Obwohl Helmut Heidenrath von Dr. Daniel informiert worden war, daß seine Frau wieder einmal im Krankenhaus lag und seine fünf Kinder hier von der Krankenpflegehelferin Darinka versorgt wurden, hielt er es erst nach drei Tagen für nötig, Gunilla zu besuchen.

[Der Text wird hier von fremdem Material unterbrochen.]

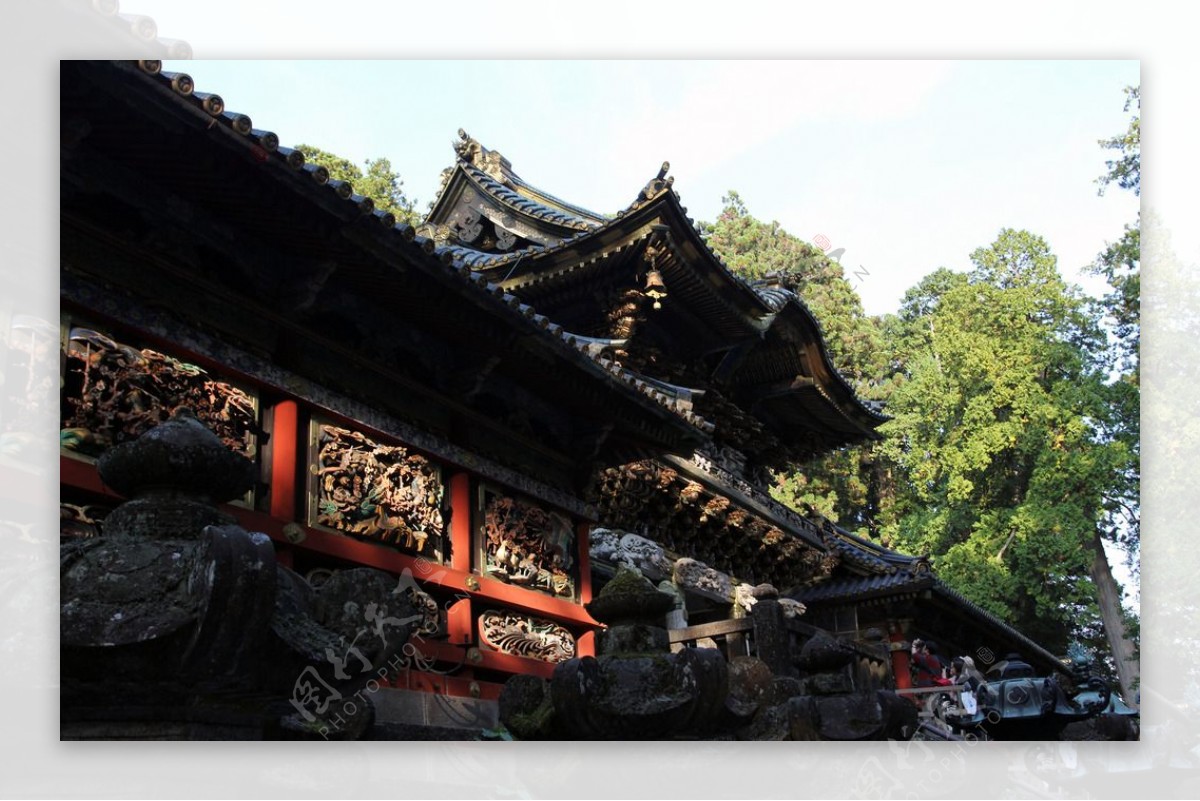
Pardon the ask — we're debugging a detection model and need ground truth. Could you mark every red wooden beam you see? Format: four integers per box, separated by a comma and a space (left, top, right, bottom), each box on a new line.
270, 401, 302, 520
450, 472, 474, 573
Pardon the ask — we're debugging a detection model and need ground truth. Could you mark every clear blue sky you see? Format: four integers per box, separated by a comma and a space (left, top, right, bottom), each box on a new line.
167, 60, 1140, 314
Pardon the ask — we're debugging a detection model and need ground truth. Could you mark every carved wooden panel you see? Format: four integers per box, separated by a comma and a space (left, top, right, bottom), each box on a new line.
310, 422, 445, 559
482, 489, 576, 598
60, 326, 263, 457
479, 609, 575, 663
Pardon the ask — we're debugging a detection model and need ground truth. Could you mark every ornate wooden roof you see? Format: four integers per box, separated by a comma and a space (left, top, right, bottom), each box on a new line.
420, 131, 887, 468
62, 62, 710, 496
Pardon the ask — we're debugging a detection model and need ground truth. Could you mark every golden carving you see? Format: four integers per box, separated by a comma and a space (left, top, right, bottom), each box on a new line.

»Mit dir habe ich mir ja eine schöne Niete eingehandelt«, waren seine ersten Worte, als er Gunillas Zimmer betrat. »Meine Güte, wenn sich andere Frauen auch wegen jeder Kleinigkeit tagelang ins Krankenhaus legen würden…«

»Helmut, ich wäre beinahe gestorben«, brachte Gunilla mühsam hervor, weil sie einfach nicht begreifen konnte, wie kalt ihr Mann in den vergangenen Jahren geworden war. Angefangen hatte es bereits nach Gittis Geburt. Schon damals hatte er ihr nicht verziehen, daß ihr erstes Kind nur ein Mädchen gewesen war, und mit jedem weiteren Mädchen, das sie zur Welt gebracht hatte, war Helmuts Verhalten ihr gegenüber nur noch schlimmer geworden.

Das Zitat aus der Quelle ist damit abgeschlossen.